Type 1 diabetes can develop at any age, but usually appears before the age of 40 years, particularly in childhood. It is characterized by high blood sugar levels as the pancreas does not produce any insulin. A new study has revealed that patients with type 1 diabetes have significantly lower blood levels of four proteins, which helps in protecting their tissue from attack by their immune system. The study findings point toward a sort of protein cocktail that could help at-risk children avoid disease development as well as new biomarkers in the blood that could aid disease diagnosis, prognosis and management.
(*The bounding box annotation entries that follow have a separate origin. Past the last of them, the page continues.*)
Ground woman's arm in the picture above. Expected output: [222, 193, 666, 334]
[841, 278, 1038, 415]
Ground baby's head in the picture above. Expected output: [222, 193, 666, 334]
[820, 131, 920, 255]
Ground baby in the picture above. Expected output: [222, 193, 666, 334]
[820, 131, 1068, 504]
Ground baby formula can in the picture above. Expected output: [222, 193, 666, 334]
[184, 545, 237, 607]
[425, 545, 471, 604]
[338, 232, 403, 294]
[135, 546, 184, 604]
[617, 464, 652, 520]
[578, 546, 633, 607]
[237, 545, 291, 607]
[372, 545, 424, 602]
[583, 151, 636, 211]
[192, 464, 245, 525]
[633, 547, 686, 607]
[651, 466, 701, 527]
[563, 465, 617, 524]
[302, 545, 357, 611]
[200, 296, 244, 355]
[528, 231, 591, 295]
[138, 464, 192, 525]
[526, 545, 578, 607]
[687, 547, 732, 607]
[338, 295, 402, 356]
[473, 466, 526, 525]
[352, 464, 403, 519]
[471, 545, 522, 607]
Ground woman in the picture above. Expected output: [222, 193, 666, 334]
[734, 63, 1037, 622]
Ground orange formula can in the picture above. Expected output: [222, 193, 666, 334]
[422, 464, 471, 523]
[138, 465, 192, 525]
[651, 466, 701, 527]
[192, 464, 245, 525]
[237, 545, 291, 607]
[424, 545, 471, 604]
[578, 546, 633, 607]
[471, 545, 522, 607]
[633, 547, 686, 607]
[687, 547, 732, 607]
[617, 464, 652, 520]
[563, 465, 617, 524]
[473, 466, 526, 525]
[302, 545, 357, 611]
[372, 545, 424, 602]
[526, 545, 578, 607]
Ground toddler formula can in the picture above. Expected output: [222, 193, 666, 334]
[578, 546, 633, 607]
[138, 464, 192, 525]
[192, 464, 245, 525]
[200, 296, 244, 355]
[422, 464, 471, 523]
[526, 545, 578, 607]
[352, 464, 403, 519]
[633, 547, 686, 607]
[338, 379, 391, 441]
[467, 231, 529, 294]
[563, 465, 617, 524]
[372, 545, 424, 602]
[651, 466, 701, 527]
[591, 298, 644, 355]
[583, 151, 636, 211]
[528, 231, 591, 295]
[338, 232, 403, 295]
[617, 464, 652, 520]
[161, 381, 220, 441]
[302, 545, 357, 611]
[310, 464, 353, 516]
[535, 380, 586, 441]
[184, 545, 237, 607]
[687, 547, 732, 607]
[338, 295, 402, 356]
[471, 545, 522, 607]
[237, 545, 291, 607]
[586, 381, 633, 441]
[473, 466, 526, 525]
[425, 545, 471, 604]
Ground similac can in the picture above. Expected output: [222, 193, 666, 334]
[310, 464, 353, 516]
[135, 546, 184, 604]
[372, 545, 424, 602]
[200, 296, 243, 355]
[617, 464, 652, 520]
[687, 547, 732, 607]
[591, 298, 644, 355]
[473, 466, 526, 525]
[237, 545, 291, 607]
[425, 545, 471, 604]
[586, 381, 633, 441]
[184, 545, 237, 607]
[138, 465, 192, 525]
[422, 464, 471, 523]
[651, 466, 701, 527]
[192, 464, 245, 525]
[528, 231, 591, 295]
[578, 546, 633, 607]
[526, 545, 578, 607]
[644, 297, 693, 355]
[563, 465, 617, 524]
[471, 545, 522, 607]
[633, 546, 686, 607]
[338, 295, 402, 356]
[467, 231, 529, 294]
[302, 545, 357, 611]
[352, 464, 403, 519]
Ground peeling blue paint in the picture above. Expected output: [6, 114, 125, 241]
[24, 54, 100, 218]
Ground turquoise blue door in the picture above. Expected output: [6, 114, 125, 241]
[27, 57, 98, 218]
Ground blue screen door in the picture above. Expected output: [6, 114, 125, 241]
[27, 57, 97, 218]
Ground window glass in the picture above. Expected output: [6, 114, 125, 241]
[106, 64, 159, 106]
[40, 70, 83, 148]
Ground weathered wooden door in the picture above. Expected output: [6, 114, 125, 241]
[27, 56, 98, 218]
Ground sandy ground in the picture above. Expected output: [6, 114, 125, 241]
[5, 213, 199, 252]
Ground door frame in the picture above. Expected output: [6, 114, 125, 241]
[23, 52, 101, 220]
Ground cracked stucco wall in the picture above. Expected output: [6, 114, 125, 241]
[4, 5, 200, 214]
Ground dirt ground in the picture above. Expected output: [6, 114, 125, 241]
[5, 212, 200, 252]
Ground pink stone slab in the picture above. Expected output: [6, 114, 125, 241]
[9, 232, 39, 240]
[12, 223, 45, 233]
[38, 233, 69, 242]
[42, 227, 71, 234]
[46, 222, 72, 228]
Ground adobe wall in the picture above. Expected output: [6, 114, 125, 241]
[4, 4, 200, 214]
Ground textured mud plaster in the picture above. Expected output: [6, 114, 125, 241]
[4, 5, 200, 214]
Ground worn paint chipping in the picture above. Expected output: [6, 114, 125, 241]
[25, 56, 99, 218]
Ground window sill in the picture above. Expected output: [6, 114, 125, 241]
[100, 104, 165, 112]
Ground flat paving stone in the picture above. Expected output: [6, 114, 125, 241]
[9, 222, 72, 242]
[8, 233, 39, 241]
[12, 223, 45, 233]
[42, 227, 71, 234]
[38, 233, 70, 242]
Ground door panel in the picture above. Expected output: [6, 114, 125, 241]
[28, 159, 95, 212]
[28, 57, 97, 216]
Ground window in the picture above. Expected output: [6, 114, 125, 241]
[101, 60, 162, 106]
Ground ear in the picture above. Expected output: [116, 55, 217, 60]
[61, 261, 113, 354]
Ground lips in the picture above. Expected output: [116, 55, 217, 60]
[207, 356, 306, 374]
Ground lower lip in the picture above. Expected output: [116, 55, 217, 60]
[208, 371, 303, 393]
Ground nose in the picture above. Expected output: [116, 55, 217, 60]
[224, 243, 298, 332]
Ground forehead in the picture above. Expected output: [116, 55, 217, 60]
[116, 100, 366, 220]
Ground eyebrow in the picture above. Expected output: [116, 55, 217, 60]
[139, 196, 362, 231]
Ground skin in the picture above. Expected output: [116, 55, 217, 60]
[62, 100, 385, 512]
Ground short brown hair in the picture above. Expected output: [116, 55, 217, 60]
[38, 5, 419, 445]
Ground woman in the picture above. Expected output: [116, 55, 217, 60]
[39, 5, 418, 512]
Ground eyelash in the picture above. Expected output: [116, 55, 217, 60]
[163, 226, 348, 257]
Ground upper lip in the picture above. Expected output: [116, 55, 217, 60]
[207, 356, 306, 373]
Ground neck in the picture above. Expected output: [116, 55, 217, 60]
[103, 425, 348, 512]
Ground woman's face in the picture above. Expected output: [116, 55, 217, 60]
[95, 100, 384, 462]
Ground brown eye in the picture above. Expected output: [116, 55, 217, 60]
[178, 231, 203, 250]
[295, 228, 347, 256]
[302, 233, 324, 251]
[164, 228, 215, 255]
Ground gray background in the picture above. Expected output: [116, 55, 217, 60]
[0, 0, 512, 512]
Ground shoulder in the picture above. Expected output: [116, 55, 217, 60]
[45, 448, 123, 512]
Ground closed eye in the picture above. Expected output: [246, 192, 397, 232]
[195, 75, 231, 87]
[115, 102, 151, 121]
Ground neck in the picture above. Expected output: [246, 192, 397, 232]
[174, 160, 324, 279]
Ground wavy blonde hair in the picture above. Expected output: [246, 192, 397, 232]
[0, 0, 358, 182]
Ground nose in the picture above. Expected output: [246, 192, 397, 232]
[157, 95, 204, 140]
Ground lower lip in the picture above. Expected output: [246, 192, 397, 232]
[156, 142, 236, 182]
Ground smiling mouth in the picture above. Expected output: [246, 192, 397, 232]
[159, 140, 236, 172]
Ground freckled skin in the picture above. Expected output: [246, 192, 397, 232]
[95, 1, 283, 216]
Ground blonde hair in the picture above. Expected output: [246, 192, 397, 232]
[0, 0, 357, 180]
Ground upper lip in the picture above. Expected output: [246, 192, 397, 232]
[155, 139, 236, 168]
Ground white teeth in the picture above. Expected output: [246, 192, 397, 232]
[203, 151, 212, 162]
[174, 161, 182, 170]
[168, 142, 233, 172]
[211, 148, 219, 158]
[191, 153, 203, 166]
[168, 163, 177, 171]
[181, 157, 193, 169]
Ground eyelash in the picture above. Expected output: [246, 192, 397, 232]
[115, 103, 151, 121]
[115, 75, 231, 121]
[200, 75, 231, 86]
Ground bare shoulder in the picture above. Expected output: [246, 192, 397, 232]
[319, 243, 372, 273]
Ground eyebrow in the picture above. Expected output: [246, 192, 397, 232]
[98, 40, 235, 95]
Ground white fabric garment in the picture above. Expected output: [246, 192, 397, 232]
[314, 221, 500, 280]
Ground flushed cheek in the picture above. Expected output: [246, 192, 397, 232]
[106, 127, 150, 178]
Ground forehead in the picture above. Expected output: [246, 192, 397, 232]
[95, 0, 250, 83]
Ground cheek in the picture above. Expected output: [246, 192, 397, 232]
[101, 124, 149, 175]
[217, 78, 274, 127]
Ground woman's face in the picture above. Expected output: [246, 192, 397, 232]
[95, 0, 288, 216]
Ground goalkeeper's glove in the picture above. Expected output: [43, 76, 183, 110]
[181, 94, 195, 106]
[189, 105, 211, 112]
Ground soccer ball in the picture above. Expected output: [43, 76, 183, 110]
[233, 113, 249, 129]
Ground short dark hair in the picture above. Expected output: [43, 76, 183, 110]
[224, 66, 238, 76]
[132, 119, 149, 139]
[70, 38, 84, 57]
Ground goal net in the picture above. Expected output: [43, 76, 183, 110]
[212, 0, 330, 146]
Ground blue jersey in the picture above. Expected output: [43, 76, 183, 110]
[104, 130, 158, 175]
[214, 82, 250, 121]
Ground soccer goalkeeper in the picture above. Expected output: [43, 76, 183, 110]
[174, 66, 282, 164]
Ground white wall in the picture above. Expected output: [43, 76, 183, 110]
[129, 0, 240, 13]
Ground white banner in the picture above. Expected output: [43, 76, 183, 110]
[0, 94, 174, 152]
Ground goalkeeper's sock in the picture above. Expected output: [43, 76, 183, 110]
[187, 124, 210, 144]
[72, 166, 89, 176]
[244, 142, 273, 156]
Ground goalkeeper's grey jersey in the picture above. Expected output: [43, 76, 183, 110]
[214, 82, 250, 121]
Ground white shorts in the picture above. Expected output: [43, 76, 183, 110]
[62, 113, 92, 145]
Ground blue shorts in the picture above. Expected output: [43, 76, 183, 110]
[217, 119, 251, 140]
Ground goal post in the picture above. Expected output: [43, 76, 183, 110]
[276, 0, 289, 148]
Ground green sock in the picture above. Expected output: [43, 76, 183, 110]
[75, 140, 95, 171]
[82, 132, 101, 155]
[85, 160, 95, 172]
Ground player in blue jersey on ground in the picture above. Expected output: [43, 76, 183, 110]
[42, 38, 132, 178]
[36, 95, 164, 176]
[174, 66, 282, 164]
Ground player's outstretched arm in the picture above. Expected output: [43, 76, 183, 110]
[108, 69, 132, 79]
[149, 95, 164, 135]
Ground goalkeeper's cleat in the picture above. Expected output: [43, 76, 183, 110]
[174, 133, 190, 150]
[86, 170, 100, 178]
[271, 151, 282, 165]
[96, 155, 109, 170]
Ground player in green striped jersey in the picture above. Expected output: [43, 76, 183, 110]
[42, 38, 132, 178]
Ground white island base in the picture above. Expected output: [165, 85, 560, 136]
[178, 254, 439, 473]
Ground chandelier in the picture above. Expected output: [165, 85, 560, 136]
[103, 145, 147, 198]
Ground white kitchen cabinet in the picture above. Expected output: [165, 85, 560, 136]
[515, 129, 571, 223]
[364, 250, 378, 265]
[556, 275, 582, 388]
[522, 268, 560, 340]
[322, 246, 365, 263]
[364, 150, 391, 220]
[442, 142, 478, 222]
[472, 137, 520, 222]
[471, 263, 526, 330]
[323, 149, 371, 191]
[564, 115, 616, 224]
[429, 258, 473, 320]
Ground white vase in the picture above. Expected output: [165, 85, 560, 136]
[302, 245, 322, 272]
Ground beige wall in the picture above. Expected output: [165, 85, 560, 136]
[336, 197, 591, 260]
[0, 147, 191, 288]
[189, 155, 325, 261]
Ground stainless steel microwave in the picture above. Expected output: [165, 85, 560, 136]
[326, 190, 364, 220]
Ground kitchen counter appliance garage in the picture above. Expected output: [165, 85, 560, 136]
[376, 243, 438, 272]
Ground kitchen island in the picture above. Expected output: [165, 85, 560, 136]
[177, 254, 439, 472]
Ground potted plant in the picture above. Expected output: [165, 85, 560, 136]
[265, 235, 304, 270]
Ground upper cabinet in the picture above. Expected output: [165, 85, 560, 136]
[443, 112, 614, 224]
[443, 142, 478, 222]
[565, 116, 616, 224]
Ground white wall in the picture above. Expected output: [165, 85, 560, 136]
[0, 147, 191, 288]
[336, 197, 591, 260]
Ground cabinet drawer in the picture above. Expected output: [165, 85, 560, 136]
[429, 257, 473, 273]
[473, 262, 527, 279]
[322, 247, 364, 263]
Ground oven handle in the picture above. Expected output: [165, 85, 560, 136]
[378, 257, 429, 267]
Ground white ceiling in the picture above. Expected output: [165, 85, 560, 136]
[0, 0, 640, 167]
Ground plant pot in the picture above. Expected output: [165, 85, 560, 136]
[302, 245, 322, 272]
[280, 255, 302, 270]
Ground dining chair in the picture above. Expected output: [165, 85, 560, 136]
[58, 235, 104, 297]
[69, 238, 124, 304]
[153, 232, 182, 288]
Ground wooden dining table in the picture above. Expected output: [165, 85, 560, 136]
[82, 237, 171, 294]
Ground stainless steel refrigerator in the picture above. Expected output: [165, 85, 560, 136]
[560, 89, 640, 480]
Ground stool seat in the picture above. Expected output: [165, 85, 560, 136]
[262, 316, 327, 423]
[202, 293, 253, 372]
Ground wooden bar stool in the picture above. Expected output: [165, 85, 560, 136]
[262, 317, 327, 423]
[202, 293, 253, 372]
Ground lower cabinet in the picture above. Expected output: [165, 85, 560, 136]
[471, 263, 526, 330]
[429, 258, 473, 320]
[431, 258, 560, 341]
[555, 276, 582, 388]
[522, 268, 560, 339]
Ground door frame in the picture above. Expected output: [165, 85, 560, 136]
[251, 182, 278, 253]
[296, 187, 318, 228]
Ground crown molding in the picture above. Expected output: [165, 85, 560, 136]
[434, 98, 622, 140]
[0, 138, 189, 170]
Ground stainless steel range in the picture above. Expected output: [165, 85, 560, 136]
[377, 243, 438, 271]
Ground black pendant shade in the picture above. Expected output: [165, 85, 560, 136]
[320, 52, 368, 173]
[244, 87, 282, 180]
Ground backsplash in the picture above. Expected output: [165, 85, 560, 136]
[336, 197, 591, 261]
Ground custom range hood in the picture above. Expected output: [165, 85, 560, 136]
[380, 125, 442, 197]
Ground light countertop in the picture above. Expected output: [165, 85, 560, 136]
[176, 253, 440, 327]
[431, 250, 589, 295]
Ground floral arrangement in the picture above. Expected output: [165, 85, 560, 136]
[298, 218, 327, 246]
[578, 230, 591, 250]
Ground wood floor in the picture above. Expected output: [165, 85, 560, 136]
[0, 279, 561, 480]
Dr. Jin-Xiong She, professor at the Medical College of Georgia, said, "The patient's first-degree relatives, who share some of the high-risk genes but do not have the disease, have high levels of these proteins circulating in their blood."
Author Sharad Purohit said, "Individuals who have three of the known high-risk genes for type 1 diabetes but high serum levels of these four proteins were less likely to have disease, suggesting that these proteins may provide dominant levels of protection against type 1 diabetes even in a genetically high-risk group."
The research team claim that cytokines and chemokines could promote or inhibit inflammation and cytokines such as MIP-1beta can do both and the proper mix help keep inflammation in check. Dr. She said, "We were providing evidence that clinical trials with any of these four molecules may work and if we used them in combination, they may work even better."
The study was published in the Journal of Clinical Endocrinology and Metabolism.